5. I have done nothing in the way of predicting ovulation this cycle. No charting temperatures, checking cervical mucus, OPKs, CBEFM, green tea, mucinex, counting my cycle days, timed sex...nothing. Nada. Zip. Zero. I needed a break, we both did, from all the timing and scrutinizing We needed time just to be the people we were before infertility... and hey, we still got busy. It would just figure, wouldn't it? I'm going to be that person, "We stopped trying and POOF we got pregnant!" I promise you, I will never, EVER say that.
4. I have recently been put in charge of the brand spanking new Lactation Rooms for my company's two locations. Yes, I said Lactation Rooms. I, the infertile, must order baby magazines, cute out informative articles on breastfeeding and parenting for their reader board, ask employees for pictures of their little ones for the picture board, pick out decorations and cosy chairs so they can comfortably pump their milk and schedule the room for the incoming new mothers. This has GOT to be a sign. I'm practically making this room for myself in 9 months, right?
3. Every time I turn on the TV I see that stupid Clear Blue Easy commercial for the "most advanced piece of technology you'll ever pee on." Really. It is getting ridiculous.
2. I have been working out religiously all month long and I'm starting to notice a little bit of leeway in my previously tight pants. It would totally figure that the moment I start to actually try and lose the weight that the past two years has saddled me with I would get pregnant. Which, I might add, would be totally fine with me! Bring on the food cravings! Bacon anyone?
1. On our 2 year TTC anniversary, April 2nd, I have an appointment with a specialist.
There is one reason I may not be:
1. 2 years, 730 days, 17, 532 hours, 1 05,1 898 minutes, 63,113,852 seconds of NOT being pregnant.
5-1 odds. Anyone want to start betting on the outcome?
I just keep telling myself, there is always a chance. It is practically my motto.
"I must learn to love the fool in me the one who feels too much, talks too much, takes too many chances, wins sometimes and loses often, lacks self-control, loves and hates, hurts and gets hurt, promises and breaks promises, laughs and cries"
-Theodore Isaac Rubin
5 comments:
This will be your month because I want next month to be mine. Plus you have 5 great reasons and they are much better than your 1 not it reason.
Oh, bunnies, I hope you're right! I hope this is your cycle! I'm thinking of you!
Those are great reasons! We did the same thing this month, NOTHING! I hope that method works for both of us!! :)
I love your reasons and I couldn't think of a better gift for your two years than a surprise. Best luck. Keep us all posted.
I stumbled on your blog through another blog, and another blog...
Something about this post really hit home with me.
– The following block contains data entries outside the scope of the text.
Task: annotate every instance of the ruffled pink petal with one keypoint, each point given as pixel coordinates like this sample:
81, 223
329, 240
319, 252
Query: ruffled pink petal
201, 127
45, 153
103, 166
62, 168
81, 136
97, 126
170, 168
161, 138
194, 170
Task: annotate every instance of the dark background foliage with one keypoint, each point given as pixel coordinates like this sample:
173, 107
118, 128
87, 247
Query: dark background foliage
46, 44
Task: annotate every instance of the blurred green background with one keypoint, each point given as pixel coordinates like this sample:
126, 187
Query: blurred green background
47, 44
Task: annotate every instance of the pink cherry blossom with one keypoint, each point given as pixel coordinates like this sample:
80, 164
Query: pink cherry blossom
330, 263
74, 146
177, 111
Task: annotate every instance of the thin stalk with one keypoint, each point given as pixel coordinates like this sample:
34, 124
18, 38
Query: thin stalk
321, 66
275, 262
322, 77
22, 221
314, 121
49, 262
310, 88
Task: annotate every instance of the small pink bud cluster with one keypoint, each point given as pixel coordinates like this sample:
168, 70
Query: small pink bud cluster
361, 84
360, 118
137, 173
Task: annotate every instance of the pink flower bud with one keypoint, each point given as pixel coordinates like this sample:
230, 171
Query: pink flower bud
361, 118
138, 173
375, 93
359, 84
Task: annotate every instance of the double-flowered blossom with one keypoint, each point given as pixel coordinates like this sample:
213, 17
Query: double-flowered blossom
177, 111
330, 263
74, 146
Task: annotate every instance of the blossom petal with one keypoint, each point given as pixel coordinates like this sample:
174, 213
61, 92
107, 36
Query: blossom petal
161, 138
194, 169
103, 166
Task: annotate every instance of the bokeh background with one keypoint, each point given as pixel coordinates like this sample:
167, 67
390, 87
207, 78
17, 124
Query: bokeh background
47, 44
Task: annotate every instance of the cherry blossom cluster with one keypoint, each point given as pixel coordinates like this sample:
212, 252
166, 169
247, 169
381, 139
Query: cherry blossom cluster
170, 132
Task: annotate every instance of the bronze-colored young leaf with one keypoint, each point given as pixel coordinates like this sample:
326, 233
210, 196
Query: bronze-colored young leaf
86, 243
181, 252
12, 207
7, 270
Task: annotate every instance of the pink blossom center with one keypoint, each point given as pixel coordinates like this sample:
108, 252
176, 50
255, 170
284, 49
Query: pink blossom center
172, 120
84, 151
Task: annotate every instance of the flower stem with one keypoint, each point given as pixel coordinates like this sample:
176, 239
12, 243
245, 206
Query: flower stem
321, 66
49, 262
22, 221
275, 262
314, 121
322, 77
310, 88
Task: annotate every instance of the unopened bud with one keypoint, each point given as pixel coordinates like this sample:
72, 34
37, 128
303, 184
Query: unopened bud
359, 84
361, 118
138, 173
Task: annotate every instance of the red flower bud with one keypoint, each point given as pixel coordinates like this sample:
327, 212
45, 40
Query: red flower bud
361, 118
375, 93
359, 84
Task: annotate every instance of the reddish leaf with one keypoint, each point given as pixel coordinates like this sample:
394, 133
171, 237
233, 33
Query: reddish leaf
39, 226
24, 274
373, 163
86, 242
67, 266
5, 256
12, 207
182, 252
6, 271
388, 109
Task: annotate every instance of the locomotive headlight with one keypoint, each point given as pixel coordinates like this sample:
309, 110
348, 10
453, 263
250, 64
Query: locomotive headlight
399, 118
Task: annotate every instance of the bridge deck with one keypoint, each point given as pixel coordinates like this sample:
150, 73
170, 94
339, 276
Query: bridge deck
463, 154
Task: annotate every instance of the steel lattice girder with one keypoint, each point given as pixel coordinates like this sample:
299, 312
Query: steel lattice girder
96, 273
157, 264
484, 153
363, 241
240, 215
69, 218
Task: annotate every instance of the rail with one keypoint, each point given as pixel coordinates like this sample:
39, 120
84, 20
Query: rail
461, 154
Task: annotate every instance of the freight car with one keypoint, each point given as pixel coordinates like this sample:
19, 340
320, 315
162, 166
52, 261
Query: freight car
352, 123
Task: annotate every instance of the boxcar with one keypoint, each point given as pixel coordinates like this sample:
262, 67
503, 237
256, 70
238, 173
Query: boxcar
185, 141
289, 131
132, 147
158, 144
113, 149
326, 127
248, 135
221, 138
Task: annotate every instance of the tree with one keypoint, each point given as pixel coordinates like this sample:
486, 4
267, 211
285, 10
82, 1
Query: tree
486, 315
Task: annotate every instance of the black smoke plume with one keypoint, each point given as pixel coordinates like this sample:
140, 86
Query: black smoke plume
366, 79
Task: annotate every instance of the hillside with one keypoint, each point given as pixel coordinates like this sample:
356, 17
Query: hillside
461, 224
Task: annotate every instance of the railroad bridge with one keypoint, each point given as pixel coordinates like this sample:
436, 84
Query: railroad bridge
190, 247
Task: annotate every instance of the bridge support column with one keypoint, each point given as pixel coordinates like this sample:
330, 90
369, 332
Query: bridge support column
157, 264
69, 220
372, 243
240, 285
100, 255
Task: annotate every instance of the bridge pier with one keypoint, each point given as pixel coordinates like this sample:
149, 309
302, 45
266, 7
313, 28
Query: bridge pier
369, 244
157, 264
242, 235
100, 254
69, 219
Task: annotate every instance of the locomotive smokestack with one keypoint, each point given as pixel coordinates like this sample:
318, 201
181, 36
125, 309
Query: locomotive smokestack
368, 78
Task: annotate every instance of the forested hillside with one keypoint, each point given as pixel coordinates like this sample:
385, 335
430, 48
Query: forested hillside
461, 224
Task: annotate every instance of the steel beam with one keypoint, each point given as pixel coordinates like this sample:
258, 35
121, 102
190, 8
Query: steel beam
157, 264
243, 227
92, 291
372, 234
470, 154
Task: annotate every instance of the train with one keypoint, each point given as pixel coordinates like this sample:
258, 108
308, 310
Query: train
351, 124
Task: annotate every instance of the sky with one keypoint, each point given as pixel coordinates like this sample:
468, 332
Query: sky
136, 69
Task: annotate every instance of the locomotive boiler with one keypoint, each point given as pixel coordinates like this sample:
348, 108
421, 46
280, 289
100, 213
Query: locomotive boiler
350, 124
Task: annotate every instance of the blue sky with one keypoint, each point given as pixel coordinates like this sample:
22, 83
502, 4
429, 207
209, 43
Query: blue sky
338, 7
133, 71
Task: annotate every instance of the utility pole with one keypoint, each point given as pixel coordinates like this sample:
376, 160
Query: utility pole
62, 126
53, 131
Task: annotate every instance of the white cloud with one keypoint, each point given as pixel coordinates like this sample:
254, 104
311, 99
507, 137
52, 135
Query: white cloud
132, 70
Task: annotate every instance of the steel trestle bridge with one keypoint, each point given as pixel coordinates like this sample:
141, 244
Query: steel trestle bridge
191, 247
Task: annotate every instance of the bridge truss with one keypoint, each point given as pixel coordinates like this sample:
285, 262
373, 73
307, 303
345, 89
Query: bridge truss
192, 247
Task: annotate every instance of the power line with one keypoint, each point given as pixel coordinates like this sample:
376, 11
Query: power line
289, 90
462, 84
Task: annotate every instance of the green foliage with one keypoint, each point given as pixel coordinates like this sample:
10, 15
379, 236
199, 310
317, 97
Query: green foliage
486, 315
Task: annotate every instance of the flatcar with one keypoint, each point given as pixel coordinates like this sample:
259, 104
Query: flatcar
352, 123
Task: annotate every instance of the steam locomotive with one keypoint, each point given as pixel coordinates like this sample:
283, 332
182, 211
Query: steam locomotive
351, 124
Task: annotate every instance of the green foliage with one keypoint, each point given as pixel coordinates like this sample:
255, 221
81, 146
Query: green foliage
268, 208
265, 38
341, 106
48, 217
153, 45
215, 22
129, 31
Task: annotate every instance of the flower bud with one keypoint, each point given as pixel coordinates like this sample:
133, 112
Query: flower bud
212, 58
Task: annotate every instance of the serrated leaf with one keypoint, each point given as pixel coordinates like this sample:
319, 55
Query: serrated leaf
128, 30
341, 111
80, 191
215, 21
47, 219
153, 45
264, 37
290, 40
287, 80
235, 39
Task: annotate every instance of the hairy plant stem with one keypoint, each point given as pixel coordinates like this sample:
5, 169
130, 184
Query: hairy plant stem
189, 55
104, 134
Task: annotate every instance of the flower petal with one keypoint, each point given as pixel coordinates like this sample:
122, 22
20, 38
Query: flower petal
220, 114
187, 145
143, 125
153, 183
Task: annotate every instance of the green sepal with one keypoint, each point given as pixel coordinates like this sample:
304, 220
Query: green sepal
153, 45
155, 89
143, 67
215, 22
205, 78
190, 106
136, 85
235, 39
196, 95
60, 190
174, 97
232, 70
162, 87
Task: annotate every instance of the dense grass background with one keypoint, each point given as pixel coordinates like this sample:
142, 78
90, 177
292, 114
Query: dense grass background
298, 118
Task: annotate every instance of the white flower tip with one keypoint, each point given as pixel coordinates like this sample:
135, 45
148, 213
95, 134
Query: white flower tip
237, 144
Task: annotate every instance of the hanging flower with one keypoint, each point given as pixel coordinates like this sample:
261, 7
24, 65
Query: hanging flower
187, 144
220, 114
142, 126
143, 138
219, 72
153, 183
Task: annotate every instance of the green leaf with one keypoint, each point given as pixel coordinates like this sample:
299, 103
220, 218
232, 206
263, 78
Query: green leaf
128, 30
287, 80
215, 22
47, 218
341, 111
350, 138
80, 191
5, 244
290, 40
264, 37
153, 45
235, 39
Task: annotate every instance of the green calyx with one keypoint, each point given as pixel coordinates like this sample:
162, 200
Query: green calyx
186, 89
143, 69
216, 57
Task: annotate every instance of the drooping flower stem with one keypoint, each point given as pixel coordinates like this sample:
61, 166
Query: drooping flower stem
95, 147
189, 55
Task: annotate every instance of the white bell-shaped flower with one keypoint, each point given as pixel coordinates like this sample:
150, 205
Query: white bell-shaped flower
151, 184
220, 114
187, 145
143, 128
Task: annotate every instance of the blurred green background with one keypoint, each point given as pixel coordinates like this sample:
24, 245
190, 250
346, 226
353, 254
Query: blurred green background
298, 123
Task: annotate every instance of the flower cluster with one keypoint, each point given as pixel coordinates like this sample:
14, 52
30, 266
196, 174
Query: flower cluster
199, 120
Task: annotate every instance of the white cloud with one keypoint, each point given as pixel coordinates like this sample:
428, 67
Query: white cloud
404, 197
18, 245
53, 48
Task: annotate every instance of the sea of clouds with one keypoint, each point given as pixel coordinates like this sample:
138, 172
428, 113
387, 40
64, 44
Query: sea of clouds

My husband & I know we CAN get pregnant...we've done it TWICE. But, each time, we haven't made it past the 8 week mark. Our most recent miscarriage was 5 weeks ago.
I know how it feels to try & try & try each month...and hope & hope & hope each month...and get NOTHING. I know what that disappointment feels like.
It doesn't make any sense for women who really want a baby of their own, to have so much trouble getting pregnant. I'll NEVER understand.
My husband & I have gone through fertility treatments (Clomid, ovulation shots, progestrone shots, even Artificial Insemination)...none of it worked. Both pregnancies were on our own, without medication. But, they were a year & a half apart.
So, now, we sit & wait & hope & pray for our next positive PG test. It's a total test of faith & patience. And, it's not fair.
I'd like to keep reading your blog...because you're right, there's got to be strength in numbers!